Tab indices is lost sacred knowledge.
Places like GitHub, GitLab and even Zed homepage break Vimium by adding "shortcuts" without even thinking to implement proper tab indices.
kyrylo
Stop reinventing the wheel. The web was doing just fine before your bloated frameworks crawled out of the sewer.
nartho
This link has been posted a million times, and I'm always surprised by the reactions. Yes, for anything that is data driven, plain HTML is great. Maybe sprinkle some markdown on top of it but that's all you really need.
But is that the only use for the web ? Are we pretending that the internet is only a collection of articles ? How do you end up with Figma, Soundation or Tinkercad with just plain html ?
No you (probably) don't need nextjs with greensocks for your blog, but there are valid reasons why fancy frameworks or javascript might be needed. I think saying that plain HTML is all you need is as silly as saying that you should always use the latest framework in your project.
simonw
TIL (from "Choose a week to question all your life choices") about:
<input type="week">
https://developer.mozilla.org/en-US/docs/Web/HTML/Reference/...Weird that it's supported by mobile Safari but not desktop Safari (according to the support table).
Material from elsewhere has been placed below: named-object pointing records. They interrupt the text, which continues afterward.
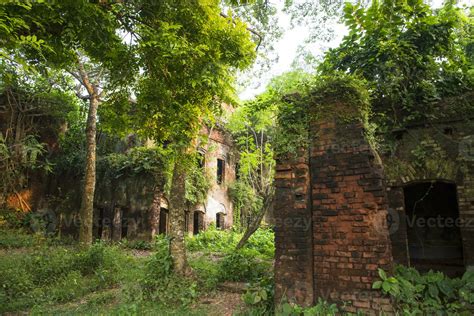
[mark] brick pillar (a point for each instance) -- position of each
(293, 233)
(155, 213)
(117, 224)
(351, 238)
(397, 225)
(466, 213)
And not in Firefox yet.
wcoenen
Note that these are ISO 8601 weeks, which may not match the expectations of users everywhere. E.g. the US has a different system.
https://en.wikipedia.org/wiki/Week#Other_week_numbering_syst...
jeroenhd
Same is true on Firefox: works fine on mobile, but doesn't work at all on desktop. Especially weird as the mobile week picker is just a date picker that ignores the picked day and returns a week it seems; surely the same could've been implemented for desktop.
Look — I’m old enough to remember when the “web standards movement” was controversial. I had to argue with my boss about using CSS vs tables. And I remember when you did need javascript to do a lot of things that HTML now does natively. JS frameworks had to exist to push the state of the art, because the state of the art got stuck. The standards bodies and browser vendors got their shit together, and now you can do things you used to need frameworks for in plain HTML. That’s great! But let’s not re-write history, here.
Software is in a constant state of revolution and counter-revolution. It’s one of the things that keeps this job interesting.